Boom and bust is back - if it ever went away. With inflation rising at c.30% prices have risen steeply and a crash is expected in the economy within two years. So Argentina no longer offers rock bottom pricing.
However for sheer excitement in the glass in wines below six quid there is little to beat it. An outstanding example of how argentina can delight, surprise and astound is the new Waxed Bat from Andean Vineyards.
The pet project of winemaker 'Opi' Sadler who won the only Malbec Trophy in this years wines of Argentina awards. Opi has visited Australia and tasted our Black Stump. He wanted to make a really great DARK red just for us. Full of flavour but with the natural ripeness that Argentina achieves so effortlessly, balanced by the altitude of the vineyards which keeps the wine fresh in a way the Aussies can only dream about.
Like Black Stump its a unique blend of grapes - Shiraz based but a chunk of Petit Verdot. Why did he call it The Waxed Bat? It goes back to childhood visits to his grandfathers cobweb strewn wine cellar and memories of bats and waxed bottles and candles. The image has stuck in his mind and this is the result. Our most exciting dark red find this year. My highlight from Mendoza and it's just perfect with beef.
Good tasting at Trivento in Mendoza where we doubled our Bastiana Pinot allocation (still not enough but an improvement). The best rosé I tasted in Argentina too - Parra Alta Malbec 08 - vivid colour and fruit.
Then by overnight bus to distant Famatina Valley - 8 hours on the bus followed by 2.5 more in a car. Here the shy but talented Rodolfo Griguol was very very pleased with the quality this year.
The exceptionally cold winter was just perfect for the vines. He showed me around the Finca Federada fairtrade vineyards where there are a special breed of goats trained to eat grass but not grapes. Not sure how !
All organic vineyards but they don't certify as too expensive. This is a very poor area yet the potential is huge. Rodolfo is King of the Torrontes grape and is making whites which are fresher and more elegant than ever. He also has new premium parcels of Malbec, Pinot and Tannat.
Back in the bus for the overnight return.
To Trapiche who are still holding the last few cases of the Olivé single vineyard Gold medal winning Malbec for us. New 06s looked great and all from the Uco Valley this time.
More Malbec at Cru Classé-like Fabre Montmayou including a tasty new Malbec Reserva 07. At well below ten quid, it's extraordinary value. The barrel cellar wouldn’t look out of place in the Médoc ...
From blue sky, sunny, dry Argentina and over the Andes to cold, drizzly misty Chile. More like Bordeaux.

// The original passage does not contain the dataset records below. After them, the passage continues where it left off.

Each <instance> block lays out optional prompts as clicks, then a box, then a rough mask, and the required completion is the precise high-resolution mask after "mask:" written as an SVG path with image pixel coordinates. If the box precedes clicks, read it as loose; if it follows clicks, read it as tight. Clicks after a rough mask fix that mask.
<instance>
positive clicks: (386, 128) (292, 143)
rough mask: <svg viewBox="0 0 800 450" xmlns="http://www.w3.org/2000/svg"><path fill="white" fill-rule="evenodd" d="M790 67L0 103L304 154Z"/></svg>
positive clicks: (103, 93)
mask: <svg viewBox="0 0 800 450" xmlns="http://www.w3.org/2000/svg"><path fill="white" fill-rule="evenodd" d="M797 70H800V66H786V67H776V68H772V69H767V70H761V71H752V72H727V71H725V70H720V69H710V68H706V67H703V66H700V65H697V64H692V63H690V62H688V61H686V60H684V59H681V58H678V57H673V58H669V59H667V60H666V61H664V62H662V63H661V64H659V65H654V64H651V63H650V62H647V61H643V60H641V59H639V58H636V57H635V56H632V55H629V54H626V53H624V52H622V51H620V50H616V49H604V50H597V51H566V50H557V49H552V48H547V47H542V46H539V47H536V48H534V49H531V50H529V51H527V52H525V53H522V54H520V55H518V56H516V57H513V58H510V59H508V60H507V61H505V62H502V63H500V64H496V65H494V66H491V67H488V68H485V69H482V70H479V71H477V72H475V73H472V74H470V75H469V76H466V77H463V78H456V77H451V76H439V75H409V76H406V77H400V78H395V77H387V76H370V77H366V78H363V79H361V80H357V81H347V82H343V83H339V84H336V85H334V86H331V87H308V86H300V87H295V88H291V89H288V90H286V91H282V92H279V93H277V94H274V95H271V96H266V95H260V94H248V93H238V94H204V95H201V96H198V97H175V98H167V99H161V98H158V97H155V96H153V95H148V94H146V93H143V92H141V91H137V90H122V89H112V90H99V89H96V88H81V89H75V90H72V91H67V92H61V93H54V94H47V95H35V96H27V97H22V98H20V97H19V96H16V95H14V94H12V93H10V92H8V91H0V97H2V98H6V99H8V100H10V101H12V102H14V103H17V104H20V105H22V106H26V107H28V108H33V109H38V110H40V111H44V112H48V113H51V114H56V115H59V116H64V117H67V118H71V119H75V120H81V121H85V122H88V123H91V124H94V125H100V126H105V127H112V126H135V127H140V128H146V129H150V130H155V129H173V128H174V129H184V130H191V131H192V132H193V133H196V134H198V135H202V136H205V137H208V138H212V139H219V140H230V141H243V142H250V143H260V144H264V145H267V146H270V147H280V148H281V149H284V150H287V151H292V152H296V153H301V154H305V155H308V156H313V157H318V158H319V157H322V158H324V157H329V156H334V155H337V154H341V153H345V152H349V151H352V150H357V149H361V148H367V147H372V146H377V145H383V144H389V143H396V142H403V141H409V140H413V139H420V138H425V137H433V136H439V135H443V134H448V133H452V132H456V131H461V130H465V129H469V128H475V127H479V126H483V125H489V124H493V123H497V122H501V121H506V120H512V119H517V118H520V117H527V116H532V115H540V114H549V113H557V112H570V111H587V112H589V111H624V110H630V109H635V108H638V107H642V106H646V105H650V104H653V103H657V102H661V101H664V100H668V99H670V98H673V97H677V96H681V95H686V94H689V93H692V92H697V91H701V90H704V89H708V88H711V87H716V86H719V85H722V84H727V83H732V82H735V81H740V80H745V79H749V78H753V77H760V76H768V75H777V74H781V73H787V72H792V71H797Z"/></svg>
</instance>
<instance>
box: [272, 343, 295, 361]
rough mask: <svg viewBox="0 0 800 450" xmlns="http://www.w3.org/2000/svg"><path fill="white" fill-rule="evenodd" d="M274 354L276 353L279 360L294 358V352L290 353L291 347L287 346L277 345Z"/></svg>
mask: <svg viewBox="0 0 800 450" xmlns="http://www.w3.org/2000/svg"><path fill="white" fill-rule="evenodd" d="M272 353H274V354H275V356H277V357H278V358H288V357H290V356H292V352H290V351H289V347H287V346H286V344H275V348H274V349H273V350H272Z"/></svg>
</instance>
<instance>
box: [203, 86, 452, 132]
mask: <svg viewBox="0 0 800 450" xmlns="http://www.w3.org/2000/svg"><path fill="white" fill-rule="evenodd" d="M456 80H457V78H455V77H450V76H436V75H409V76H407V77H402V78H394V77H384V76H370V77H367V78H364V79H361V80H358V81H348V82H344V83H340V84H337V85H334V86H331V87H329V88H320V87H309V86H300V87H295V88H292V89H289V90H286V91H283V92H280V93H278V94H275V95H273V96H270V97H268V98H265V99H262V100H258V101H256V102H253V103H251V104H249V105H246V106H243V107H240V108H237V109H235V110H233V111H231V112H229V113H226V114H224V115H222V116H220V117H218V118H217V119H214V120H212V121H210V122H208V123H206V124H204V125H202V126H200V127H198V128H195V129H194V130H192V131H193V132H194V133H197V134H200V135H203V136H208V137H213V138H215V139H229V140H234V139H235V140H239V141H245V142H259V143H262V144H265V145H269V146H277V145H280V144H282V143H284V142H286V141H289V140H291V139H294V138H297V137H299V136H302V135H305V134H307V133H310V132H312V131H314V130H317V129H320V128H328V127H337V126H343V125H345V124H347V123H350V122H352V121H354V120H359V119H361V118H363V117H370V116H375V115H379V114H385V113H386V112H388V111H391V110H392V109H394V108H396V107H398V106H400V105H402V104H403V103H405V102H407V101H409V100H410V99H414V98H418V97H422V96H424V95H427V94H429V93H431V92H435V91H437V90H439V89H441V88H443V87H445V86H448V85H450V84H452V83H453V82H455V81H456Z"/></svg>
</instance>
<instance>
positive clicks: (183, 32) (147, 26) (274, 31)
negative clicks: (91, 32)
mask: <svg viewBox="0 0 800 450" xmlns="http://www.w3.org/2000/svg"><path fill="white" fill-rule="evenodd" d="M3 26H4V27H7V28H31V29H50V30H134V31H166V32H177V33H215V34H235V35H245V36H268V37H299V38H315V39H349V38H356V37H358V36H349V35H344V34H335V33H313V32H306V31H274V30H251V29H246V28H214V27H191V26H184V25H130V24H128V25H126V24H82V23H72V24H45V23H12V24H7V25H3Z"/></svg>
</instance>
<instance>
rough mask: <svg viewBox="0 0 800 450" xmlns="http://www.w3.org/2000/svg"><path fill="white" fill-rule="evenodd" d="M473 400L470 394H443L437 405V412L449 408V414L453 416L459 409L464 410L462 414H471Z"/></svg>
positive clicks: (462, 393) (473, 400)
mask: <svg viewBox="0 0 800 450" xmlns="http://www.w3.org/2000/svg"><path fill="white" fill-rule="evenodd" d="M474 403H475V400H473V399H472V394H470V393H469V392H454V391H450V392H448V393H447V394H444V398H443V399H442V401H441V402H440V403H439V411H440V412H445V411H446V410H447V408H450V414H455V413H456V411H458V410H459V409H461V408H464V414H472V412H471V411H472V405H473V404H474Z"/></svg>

We will take our first ever Tarapaca rosé this year – it’s a beautiful Cabernet Syrah. Also at Tarapaca was Vicki’s top new red find from this trip – a Reserva Syrah 07, tasting more like a great Crozes Hermitage.
Down to Luis Felipe Edwards in the Colchagua Valley for our crash in the vineyards at 2000 feet. It had been raining but Luis was determined to take us to see his pride and joy vineyards in the sky. They are extremely impressive and we tasted the very first crop which were full of bright, vivid fruit and incredibly concentrated with huge colour.
On the way down however Luis was struggling for control of his 4x4 down a steep slope and we crashed into some vine posts denting the rear wing. His 6 year old son sat in the back, wide eyed throughout this adventure.
Final highlight was at Cono Sur where Vicki has sourced her new Loose Goose Chardonnay. Inspired by a goose called Marco who is one of a small flock which the winery lets roam the vineyards to keep it bug free.
Its an exciting Chardonnay – no oak but bags of flavour in the fresh modern style and very pure. Vicki’s top new white find was also at Cono Sur – a parcel of Casablanca Sauvignon Blanc 08 which includes fruit from winemaker Adolfo Hurtado’s family vineyards.
We have already achieved a great deal with these two countries and are way ahead of the market for range and sales. Argentina is now 5% of our mix and Chile 10%. This compares with 1.5% and 8% for the rest of the market. A fantastic result. Its not going to be so easy with the price increases (especially Argentina) but there are some strong new wines coming over very soon to keep customers excited.